The Banquet: A Reflection for the Twenty-Eighth Sunday in Ordinary Time, Year A

Parable of the Wedding Feast

By Fr. René J. Butler, M.S.
Provincial Superior, La Salette Missionaries of North America

(Isaiah 25:6-10; Philippians 4:12-20; Matthew 22:1-14)

“On this mountain,” proclaims Isaiah, “the Lord God will wipe away the tears from every face; the reproach of his people he will remove.” In telling the story of La Salette, we invariably speak of a mountain, of tears, and reproaches.

In tears on that mountain, the Blessed Virgin Mary reproached her people especially for their lack of a living faith.
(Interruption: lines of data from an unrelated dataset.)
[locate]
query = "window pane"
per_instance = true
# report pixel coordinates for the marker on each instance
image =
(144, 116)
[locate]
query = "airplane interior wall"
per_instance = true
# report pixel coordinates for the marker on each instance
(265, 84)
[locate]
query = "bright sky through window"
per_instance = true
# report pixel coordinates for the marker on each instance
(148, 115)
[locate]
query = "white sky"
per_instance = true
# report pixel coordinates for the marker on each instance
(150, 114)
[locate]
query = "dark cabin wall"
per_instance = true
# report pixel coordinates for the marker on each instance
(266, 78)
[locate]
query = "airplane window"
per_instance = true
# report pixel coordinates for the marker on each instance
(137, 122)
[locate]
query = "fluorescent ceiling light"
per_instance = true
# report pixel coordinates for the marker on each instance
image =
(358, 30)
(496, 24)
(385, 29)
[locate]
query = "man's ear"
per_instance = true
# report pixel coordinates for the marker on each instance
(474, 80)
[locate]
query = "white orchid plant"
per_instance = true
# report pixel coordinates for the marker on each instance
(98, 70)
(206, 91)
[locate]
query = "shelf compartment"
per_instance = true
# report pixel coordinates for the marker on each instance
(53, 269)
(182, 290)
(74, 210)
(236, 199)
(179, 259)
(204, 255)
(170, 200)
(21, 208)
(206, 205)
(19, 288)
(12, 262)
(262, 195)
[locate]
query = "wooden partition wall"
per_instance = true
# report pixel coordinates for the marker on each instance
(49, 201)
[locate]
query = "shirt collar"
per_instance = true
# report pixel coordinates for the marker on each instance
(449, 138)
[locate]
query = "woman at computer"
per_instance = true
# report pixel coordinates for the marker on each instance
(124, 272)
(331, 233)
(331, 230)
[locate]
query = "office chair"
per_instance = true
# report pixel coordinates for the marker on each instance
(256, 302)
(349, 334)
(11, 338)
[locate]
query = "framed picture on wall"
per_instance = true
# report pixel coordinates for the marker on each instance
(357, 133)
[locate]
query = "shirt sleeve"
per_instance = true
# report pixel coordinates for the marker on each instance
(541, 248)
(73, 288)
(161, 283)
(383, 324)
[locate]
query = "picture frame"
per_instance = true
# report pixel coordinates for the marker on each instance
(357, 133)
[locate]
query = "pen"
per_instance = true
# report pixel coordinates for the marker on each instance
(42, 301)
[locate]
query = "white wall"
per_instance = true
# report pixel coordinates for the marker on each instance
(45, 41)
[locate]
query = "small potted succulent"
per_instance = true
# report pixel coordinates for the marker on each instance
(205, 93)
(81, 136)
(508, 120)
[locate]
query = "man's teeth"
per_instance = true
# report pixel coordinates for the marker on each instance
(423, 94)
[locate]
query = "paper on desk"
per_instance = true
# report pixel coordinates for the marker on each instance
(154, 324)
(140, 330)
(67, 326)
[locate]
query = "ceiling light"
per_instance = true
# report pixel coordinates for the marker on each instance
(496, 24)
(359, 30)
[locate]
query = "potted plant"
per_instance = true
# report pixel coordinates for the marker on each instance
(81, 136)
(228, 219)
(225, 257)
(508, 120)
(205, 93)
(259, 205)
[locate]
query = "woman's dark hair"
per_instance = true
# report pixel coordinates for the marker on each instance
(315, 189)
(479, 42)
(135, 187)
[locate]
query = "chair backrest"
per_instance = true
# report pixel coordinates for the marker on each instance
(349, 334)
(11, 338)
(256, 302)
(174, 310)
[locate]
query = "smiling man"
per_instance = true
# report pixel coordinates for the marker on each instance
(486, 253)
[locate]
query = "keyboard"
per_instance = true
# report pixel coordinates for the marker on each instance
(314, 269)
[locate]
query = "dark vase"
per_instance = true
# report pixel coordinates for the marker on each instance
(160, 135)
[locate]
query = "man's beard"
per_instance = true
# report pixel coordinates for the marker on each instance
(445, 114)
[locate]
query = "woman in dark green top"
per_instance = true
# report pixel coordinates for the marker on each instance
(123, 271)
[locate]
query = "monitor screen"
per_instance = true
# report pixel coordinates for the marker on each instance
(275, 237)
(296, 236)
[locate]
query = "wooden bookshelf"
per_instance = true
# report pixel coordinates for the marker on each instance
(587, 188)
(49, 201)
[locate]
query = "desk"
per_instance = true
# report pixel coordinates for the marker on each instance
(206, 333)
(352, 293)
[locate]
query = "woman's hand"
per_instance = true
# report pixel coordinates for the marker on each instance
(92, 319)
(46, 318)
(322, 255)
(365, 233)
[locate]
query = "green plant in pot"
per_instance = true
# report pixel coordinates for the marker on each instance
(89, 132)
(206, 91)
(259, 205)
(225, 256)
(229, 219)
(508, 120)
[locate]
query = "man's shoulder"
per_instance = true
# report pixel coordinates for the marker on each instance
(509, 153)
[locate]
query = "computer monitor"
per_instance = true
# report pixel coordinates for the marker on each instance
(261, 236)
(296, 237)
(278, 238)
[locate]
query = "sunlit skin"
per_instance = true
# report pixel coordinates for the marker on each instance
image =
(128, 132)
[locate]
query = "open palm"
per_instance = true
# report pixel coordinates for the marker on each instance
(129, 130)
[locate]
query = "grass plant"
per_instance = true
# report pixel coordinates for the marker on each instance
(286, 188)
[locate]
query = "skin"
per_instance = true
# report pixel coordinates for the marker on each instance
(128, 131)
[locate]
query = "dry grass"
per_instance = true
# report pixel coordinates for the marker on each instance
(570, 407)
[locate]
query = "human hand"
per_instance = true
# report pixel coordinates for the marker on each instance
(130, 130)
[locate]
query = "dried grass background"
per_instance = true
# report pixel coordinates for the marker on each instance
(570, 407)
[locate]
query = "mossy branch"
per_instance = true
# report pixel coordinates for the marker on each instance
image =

Another image in common between La Salette and this reading from Isaiah, and with the Gospel, is the banquet. It occurs explicitly in Isaiah and Matthew, and implicitly in Our Lady’s message, when she speaks of the Mass. On the Mountain of La Salette she reminds us of the feast that the Lord has provided in the Eucharist.
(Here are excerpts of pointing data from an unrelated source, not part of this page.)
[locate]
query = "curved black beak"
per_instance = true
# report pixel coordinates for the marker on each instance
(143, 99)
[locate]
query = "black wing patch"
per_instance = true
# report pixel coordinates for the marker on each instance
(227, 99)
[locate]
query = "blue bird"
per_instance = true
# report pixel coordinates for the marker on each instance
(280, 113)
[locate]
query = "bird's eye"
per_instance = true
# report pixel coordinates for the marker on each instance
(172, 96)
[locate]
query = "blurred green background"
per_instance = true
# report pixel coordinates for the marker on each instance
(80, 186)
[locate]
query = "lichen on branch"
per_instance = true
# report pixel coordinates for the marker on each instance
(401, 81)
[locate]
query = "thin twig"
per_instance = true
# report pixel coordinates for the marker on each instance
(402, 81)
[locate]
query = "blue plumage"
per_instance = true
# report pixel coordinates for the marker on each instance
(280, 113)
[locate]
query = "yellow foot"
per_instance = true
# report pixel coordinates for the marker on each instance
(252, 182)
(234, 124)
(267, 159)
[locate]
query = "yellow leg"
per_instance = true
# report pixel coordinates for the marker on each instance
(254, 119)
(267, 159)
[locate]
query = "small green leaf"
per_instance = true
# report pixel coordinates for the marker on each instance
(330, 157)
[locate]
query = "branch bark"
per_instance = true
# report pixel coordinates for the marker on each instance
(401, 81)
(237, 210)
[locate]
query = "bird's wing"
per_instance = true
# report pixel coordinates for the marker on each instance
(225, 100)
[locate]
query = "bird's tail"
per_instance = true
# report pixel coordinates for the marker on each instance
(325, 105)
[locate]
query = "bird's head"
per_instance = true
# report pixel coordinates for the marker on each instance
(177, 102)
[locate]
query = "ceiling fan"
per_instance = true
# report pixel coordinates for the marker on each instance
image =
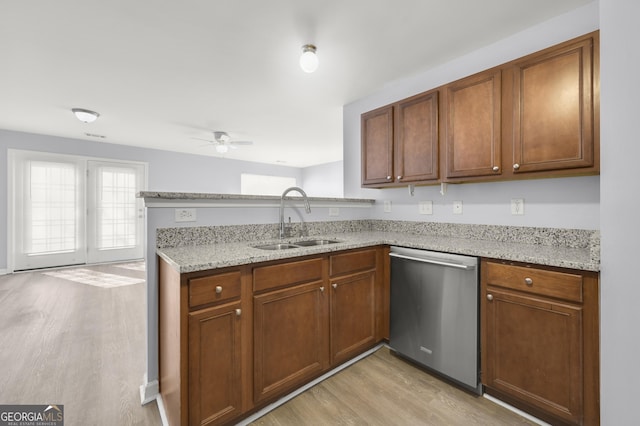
(222, 141)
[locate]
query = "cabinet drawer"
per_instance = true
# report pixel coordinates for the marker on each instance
(283, 274)
(560, 285)
(214, 288)
(352, 261)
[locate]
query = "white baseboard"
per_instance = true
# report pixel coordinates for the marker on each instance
(163, 413)
(149, 391)
(515, 410)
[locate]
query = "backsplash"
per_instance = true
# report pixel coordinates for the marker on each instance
(202, 235)
(554, 237)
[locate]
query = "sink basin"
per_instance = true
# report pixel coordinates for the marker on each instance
(315, 242)
(297, 244)
(278, 246)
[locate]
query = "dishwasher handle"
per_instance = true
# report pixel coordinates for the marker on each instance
(434, 261)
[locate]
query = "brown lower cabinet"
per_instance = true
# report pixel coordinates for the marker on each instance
(540, 340)
(233, 340)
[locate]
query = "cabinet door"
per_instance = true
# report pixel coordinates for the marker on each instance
(552, 98)
(533, 352)
(353, 315)
(416, 142)
(290, 338)
(472, 125)
(215, 390)
(377, 146)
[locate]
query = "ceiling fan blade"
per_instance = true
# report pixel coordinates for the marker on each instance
(206, 140)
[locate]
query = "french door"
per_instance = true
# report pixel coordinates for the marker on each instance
(71, 210)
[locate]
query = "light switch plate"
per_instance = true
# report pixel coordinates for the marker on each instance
(425, 207)
(517, 206)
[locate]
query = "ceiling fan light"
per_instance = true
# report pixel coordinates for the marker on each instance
(85, 115)
(309, 59)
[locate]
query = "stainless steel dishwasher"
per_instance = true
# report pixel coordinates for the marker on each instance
(434, 313)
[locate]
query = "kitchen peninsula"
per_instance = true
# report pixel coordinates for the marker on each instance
(217, 286)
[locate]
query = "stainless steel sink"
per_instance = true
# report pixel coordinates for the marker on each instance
(315, 242)
(278, 246)
(297, 244)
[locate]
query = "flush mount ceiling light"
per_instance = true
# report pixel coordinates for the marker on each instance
(85, 115)
(309, 59)
(222, 149)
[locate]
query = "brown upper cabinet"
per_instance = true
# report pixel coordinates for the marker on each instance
(550, 103)
(535, 117)
(400, 142)
(377, 147)
(472, 125)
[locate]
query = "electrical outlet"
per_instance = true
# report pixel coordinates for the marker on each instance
(425, 207)
(517, 206)
(185, 215)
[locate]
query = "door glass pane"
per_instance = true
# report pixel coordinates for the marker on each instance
(52, 206)
(116, 208)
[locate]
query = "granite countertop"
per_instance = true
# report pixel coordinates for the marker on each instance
(202, 257)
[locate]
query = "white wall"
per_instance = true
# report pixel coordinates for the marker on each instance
(564, 203)
(167, 171)
(620, 204)
(325, 180)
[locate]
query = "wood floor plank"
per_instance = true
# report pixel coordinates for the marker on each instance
(75, 344)
(383, 389)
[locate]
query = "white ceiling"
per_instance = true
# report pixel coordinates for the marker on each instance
(162, 73)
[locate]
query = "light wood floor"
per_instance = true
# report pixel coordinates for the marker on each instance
(385, 390)
(67, 343)
(63, 342)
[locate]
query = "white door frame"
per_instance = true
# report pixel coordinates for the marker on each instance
(14, 155)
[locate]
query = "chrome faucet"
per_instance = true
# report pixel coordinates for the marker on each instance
(307, 207)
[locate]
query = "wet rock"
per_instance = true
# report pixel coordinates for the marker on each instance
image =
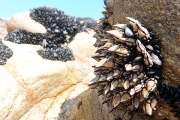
(24, 22)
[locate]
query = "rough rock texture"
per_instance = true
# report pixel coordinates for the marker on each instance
(3, 27)
(32, 88)
(21, 20)
(163, 17)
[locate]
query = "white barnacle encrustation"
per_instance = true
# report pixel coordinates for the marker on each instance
(129, 64)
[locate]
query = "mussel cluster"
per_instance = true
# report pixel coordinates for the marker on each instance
(22, 36)
(129, 68)
(5, 53)
(61, 28)
(129, 64)
(62, 53)
(58, 24)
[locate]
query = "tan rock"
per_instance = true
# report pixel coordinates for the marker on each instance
(24, 22)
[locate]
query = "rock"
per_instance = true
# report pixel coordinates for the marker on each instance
(163, 18)
(3, 27)
(33, 88)
(24, 22)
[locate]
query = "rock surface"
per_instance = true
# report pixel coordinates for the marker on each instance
(33, 88)
(3, 27)
(24, 22)
(163, 17)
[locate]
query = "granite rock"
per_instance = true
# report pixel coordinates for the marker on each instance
(24, 22)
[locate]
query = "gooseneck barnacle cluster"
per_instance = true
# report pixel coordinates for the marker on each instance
(129, 68)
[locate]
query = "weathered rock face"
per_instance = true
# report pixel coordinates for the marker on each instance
(163, 18)
(24, 22)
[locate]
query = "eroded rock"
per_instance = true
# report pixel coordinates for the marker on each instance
(21, 20)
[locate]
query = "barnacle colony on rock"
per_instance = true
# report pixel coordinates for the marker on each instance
(5, 53)
(61, 28)
(129, 64)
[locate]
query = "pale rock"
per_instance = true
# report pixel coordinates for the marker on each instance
(24, 22)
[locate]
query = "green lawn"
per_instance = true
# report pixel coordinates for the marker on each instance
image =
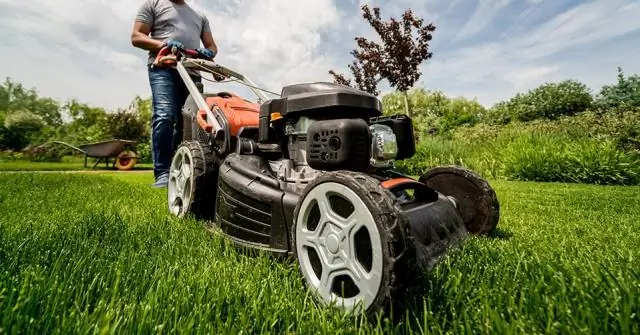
(94, 253)
(75, 165)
The identification of the Eucharist as a banquet goes back at least as far as St. Augustine, who died in the year 430 AD. He wrote: “You are seated at a great table… The table is large, for the banquet is none other than the Lord of the banquet himself…; though host, he himself is both food and drink.”

In Matthew’s version of the Parable of the Wedding Feast, the invited guests refused to come. Some even engaged in gratuitous violence towards the messengers. Indifference and hostility toward religion in many places is a fact that Christians have to face.
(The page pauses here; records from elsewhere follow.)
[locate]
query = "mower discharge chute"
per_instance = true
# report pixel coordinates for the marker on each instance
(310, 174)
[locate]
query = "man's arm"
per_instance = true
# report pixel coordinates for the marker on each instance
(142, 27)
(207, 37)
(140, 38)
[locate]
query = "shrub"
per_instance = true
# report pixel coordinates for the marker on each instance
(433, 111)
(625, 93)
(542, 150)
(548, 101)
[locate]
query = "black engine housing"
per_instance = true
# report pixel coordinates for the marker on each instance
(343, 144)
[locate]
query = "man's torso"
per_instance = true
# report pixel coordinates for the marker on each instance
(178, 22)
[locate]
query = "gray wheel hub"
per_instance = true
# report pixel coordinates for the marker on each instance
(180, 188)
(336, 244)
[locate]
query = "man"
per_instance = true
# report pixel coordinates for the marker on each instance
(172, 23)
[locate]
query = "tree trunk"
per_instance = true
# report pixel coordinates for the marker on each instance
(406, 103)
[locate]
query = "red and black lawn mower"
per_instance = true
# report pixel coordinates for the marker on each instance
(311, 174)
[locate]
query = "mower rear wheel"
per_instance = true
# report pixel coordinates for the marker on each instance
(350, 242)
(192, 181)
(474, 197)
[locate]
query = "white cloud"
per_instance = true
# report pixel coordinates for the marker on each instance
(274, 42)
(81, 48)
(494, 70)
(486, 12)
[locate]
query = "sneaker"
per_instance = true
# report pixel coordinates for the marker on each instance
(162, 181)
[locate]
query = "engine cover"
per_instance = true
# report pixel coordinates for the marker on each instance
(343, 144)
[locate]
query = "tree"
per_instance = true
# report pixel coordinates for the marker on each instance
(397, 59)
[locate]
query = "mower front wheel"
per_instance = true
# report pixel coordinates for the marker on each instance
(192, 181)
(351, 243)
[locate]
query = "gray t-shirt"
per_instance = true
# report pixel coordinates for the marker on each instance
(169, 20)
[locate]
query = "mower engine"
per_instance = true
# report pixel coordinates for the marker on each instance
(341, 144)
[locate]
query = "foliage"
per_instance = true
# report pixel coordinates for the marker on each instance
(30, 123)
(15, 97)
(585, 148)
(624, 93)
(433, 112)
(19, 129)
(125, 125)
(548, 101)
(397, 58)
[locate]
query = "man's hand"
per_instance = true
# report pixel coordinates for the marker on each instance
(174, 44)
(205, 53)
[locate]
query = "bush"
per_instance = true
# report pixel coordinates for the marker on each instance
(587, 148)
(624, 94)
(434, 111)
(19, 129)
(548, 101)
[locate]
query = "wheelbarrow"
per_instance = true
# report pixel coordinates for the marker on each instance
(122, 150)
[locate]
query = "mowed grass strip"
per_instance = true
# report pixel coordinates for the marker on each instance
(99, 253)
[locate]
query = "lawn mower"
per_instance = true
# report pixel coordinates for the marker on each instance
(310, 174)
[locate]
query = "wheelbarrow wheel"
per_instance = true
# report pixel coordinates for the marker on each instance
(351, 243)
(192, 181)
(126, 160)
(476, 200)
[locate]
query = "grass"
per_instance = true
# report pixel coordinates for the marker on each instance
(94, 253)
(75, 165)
The above quotation from Augustine is from one of his sermons, but it is not directly about the Eucharist. It is about martyrdom. The body derives little sustenance from a small host and a sip from the chalice, but the spirit is strengthened, encouraged, emboldened. As St. Paul writes, “I can do all things in him who strengthens me.”

From this point of view, we can put the Beautiful Lady’s words, about lack of reverence for the Mass, in the same context as what she says about the famine. She weeps because her people are faced with starvation, physically and spiritually.

In the Act of Consecration to Our Lady of La Salette we say: “May I so live as to dry your tears and console your afflicted heart.” One way to accomplish that goal is our faithful and loving participation in the Eucharist.